When Pablo Gutierrez died in 1845, John Sutter put his land grant on the Bear River up for sale. It was bought by the partnership of William Johnson and Sebastian Keyser. This was an advantageous location, closer to Sutter’s Fort and the first settlement that emigrants from the States came to in California. Emigration was increasing; at Johnson and Keyser’s ranch there was traffic, people to meet and money to be made.
1846 was a busy year on the California Trail. It is famously the year of the Donner Party disaster, but before they were trapped in the Sierra snows, several other parties came in. One of those parties included the Rhoades family, parents and 12 children.
This group arrived at Johnson’s Ranch on October 5, 1846. Sebastian Keyser married 18-year-old Mary Elizabeth Rhoades on October 24, 1846, less than three weeks after she arrived in California.

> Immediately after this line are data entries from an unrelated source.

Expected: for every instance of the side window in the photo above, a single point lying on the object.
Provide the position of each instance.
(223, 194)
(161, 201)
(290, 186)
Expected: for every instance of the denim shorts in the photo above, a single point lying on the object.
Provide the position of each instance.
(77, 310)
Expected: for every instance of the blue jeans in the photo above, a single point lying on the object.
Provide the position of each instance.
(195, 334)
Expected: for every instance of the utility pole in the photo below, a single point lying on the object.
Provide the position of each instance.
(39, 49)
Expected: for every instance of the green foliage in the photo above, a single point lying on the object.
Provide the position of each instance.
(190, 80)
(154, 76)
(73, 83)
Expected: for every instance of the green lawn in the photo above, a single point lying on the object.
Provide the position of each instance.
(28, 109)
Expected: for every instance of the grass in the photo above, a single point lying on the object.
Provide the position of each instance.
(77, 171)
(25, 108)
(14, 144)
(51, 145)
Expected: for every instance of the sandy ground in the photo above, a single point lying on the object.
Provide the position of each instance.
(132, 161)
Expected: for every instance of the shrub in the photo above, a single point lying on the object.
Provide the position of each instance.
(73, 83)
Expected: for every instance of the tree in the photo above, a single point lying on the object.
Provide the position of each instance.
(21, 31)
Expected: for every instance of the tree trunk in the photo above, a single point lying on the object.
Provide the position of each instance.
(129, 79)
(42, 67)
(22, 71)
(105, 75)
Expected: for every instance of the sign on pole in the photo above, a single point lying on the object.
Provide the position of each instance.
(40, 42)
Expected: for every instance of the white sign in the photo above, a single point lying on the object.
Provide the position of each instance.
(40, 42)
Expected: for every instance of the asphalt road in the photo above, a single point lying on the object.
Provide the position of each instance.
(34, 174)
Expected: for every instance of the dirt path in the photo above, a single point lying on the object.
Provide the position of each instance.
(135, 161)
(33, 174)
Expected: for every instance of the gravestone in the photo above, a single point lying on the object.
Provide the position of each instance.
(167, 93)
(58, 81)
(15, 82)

He was twice her age.
Keyser was a rough customer and the marriage seems not to have been a happy union. Six months later Elizabeth left Sebastian. He placed a notice in the San Francisco newspaper.
But she “returned to make him happy” later that year, at least that is the way Bancroft’s Pioneer Register puts it. She bore him a child in 1848 and twins in 1849, but none of the children survived infancy. (Information on the children is from Familysearch.com)
Keyser sold his interest in Johnson’s Ranch to his partner in 1849 and left the ranch. His wife’s sister Sarah had married William Daylor who had a ranch on the Cosumnes River. I assume the sisters wanted to stay close to each other. Keyser settled on Daylor’s Ranch and ran a ferry on the river.
He drowned in the river in January 1850. Did Elizabeth shed many tears? Somehow I doubt it.
Writing to Edward Kern in 1851, George McKinstry included Keyser when he wrote “The old Sacramento crowd are much scattered by death and disaster since you left.”
Elizabeth Rhoades Keyser remarried three times and had three more children who lived. She died in Kings County, California, in 1899, 49 years after her first husband.